Mercredi 6 Septembre 2006
Les petits riens
Par jardinbaroque, Mercredi 6 Septembre 2006 à 22:24 GMT+2 dans Intimités
Cheminer avec la profonde volonté de devenir meilleur et de sortir de sa prison ne doit pas nous détourner de toutes ces choses infimes qui tissent ce que l’on appelle le quotidien. Il est facile, en effet, sous prétexte de vouloir s’élever, de considérer tous ces petits détails comme négligeables et indignes d’intérêt. Mais prendre de la hauteur n’est pas prendre de haut, bien au contraire ; notre mépris marche main dans la main avec notre aveuglement, et ce que nous jugeons inutile a souvent plus de valeur que ce que nous estimons essentiel.
Pouvons-nous, en effet, nous targuer d’être lucides au point de pouvoir distinguer à coup sûr l’important et l’accessoire ? Que valent vraiment les prétendues lumières de qui vagabonde au cœur d’une nuit dont rien ne semble vouloir dissiper l’épaisseur ? Ne pas réaliser qu’il est parfaitement illusoire d’entreprendre les choses les plus difficiles avant d’accomplir parfaitement les plus simples est un comportement absurde, qui conduit inévitablement à l’enlisement et à l’échec celui qui a l’orgueil d’agir ainsi. Et, en vérité, quel apprenti serait assez sot pour tenter de bâtir une cathédrale avant même de savoir tailler la moindre pierre ? Mais nous, enivrés de notre propre suffisance, nous prétendons comprendre nos actions, voire celle des autres, nous nous flattons même de pouvoir être utiles à autrui, avant même d’avoir commencé à faire le tour de notre propre prison, avant d’avoir touché du doigt l’étendue de nos dépendances et de notre égoïsme. Nous visons trop haut, car le culte que nous nous vouons à nous-mêmes nous fait dédaigner les choses les plus simples quand, bien entendu, nous parvenons encore à les apercevoir.

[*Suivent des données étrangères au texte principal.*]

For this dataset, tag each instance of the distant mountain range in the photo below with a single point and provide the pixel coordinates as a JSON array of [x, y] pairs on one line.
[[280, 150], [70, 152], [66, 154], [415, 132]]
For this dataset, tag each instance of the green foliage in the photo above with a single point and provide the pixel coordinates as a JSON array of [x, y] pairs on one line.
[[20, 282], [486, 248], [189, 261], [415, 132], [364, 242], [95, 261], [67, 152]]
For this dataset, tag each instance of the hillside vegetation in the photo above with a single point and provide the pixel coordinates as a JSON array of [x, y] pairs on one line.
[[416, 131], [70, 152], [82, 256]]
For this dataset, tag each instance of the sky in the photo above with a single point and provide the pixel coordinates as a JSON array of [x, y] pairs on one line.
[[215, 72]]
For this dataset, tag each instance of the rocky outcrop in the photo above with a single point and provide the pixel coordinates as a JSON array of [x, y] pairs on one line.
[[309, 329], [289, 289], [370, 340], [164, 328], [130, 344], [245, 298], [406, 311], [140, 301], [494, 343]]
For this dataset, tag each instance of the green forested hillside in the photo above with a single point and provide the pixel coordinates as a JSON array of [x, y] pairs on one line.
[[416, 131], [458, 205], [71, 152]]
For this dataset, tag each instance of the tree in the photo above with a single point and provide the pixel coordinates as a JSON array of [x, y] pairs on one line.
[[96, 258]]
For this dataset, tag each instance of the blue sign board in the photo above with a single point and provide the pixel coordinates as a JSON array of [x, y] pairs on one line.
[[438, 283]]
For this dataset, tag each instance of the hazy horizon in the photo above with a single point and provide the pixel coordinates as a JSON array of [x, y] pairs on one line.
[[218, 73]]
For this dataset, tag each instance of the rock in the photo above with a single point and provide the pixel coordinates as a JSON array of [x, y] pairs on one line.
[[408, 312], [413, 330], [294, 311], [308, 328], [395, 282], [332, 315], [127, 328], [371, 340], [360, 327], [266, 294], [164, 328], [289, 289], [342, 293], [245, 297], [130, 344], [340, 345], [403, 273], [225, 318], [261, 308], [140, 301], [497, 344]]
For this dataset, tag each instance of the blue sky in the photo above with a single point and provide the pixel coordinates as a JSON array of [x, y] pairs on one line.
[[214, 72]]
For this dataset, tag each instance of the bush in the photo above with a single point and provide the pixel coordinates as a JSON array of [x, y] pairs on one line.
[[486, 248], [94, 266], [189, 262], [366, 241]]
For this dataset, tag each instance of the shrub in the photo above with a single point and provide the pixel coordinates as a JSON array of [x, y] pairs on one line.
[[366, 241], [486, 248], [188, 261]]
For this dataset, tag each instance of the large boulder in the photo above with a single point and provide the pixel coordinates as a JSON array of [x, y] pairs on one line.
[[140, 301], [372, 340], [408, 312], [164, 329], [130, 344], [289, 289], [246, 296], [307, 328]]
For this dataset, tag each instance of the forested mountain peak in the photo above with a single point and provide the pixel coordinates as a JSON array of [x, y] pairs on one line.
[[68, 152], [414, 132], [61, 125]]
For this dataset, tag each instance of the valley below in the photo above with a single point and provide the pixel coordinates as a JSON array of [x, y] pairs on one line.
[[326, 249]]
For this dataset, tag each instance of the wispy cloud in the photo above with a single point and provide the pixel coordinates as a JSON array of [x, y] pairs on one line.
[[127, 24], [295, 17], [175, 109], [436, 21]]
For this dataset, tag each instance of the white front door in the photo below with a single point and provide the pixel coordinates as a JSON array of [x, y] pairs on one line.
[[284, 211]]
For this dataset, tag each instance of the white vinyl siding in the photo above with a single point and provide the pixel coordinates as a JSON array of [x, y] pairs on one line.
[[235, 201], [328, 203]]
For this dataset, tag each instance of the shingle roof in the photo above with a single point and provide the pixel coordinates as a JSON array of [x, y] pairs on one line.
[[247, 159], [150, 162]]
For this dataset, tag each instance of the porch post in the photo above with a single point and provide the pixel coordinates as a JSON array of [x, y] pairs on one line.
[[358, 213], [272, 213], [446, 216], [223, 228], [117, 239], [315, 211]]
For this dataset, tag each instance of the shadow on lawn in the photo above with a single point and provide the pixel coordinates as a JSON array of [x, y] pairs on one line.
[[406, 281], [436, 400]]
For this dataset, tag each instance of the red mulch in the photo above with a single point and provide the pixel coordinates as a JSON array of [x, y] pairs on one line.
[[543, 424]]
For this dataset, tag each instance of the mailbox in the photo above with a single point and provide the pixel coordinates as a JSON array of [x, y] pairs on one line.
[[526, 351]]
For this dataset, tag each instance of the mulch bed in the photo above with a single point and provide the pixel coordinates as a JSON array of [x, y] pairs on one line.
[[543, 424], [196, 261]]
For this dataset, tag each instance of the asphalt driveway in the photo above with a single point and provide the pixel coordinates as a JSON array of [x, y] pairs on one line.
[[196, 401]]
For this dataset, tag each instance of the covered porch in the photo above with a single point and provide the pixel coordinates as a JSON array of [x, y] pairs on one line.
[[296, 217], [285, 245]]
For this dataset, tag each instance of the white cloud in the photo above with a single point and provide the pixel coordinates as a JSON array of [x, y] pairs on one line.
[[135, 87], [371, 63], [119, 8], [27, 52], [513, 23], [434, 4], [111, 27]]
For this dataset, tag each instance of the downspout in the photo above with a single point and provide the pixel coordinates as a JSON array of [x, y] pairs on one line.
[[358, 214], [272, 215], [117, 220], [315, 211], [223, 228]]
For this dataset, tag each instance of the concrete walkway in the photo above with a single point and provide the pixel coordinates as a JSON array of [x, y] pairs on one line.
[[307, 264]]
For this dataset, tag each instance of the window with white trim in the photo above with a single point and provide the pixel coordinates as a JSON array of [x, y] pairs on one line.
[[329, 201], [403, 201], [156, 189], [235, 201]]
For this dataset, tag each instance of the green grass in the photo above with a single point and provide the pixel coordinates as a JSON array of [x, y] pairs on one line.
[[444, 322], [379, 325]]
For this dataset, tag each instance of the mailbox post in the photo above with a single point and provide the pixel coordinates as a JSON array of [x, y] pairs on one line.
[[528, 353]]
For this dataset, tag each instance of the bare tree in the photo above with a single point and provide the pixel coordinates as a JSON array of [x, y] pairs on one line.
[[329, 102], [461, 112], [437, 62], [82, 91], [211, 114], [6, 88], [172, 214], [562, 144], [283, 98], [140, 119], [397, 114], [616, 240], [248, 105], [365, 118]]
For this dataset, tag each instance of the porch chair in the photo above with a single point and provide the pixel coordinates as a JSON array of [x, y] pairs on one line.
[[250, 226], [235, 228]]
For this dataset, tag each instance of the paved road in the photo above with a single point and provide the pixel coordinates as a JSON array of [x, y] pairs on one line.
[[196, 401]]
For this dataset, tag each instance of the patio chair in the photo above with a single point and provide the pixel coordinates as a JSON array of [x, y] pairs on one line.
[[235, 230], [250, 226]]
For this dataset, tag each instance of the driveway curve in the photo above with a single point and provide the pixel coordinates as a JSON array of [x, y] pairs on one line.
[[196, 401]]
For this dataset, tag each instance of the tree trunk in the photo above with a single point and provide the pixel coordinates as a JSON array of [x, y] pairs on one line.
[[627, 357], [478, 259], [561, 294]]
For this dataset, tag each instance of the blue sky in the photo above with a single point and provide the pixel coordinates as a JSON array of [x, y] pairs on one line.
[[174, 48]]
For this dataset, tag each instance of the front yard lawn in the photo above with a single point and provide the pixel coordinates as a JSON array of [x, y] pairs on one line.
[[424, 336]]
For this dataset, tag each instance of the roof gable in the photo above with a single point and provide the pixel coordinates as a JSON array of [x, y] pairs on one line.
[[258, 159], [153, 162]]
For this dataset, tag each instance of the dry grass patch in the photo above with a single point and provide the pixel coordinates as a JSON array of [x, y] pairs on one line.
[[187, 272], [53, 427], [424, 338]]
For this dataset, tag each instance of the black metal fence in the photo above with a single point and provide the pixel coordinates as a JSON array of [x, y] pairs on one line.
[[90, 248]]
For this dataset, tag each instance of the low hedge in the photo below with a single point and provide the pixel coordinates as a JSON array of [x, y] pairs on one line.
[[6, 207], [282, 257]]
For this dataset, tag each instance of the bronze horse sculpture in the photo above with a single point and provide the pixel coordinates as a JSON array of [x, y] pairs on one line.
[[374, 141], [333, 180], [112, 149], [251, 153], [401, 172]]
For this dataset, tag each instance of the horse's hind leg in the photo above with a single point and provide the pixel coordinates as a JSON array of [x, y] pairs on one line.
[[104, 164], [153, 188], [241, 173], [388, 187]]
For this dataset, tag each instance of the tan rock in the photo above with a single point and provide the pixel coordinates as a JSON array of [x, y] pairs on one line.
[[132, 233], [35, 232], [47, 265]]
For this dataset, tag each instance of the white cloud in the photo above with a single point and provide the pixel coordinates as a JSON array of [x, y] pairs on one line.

Quand nous nous trouvons en présence de quelqu’un qui, pour son malheur, accorde de l’attention à tous ces petits gestes quotidiens indignes du héros que nous sommes, nous ne parvenons pas à comprendre qu’un de nos semblables puisse dépenser une once d’énergie dans des tâches aussi prosaïques, et encore moins qu’il ait l’audace de nous encombrer avec sa détestable manie de ne rien laisser au hasard dans leur accomplissement. On trouve ses précautions inutiles, sa prévenance pesante ; sa présence même finit par devenir aussi gênante qu’une souillure sur un linge blanc, et jure terriblement dans le monde idéal, détaché de toutes les contingences, dans lequel nous estimons nous mouvoir. Nous nous trompons. Notre incapacité à voir autre chose que notre petite personne ne nous permet pas de remarquer que ce soin apporté aux plus humbles affaires est souvent ce qui nous libère du souci d’y consacrer un temps qui peut être plus utilement employé ailleurs. Il est certain que si ces minutes dont on nous fait le providentiel cadeau ne sont employées qu’à notre stupide autoglorification, ce temps est véritablement perdu. Mais il nous appartient d’en faire justement autre chose et de l’utiliser pour réfléchir à ce que nous sommes, à la façon dont nous pourrions nous amender et, enfin, décider de nous construire sur autre chose que sur les sables mouvants des apparences et du mensonge.
Les pense-bêtes, les avertissements, les conseils, toutes ces minuscules attentions qu’on nous prodigue, quand elles viennent de quelqu’un qui a suffisamment d’humilité pour s’oublier lui-même à notre profit, ne sont pas des intrusions dans l’univers du héros que nous croyons être. Elles ne sont pas un rappel incessant de la présence de l’autre, mais une invitation qu’il nous lance pour que nous ne oubliions pas, une chance offerte d’avoir le temps de nous consacrer à un véritable mieux-être, celui qui ne fait pas l’économie d’une connaissance approfondie de nous-mêmes, et qui, de ce fait, a besoin de ce temps que nous aurions peut-être dissipé en gérant le quotidien de façon chaotique. Nous pouvons continuer à déverser sur l’autre le flux ininterrompu de notre mépris, en pensant intérieurement qu’il est stérile de se préoccuper des petits riens de tous les jours. Nous ne prouverons ainsi, une fois encore, que notre aveuglement, et notre incapacité à déterminer ce qu’est une action juste, non parce qu’éclatante, mais parce qu’utile. Et nous finirons, un beau jour, par courir après ce temps qui nous était offert, que nous avons dédaigné, et qui, tôt ou tard, ne manquera pas de nous faire cruellement défaut.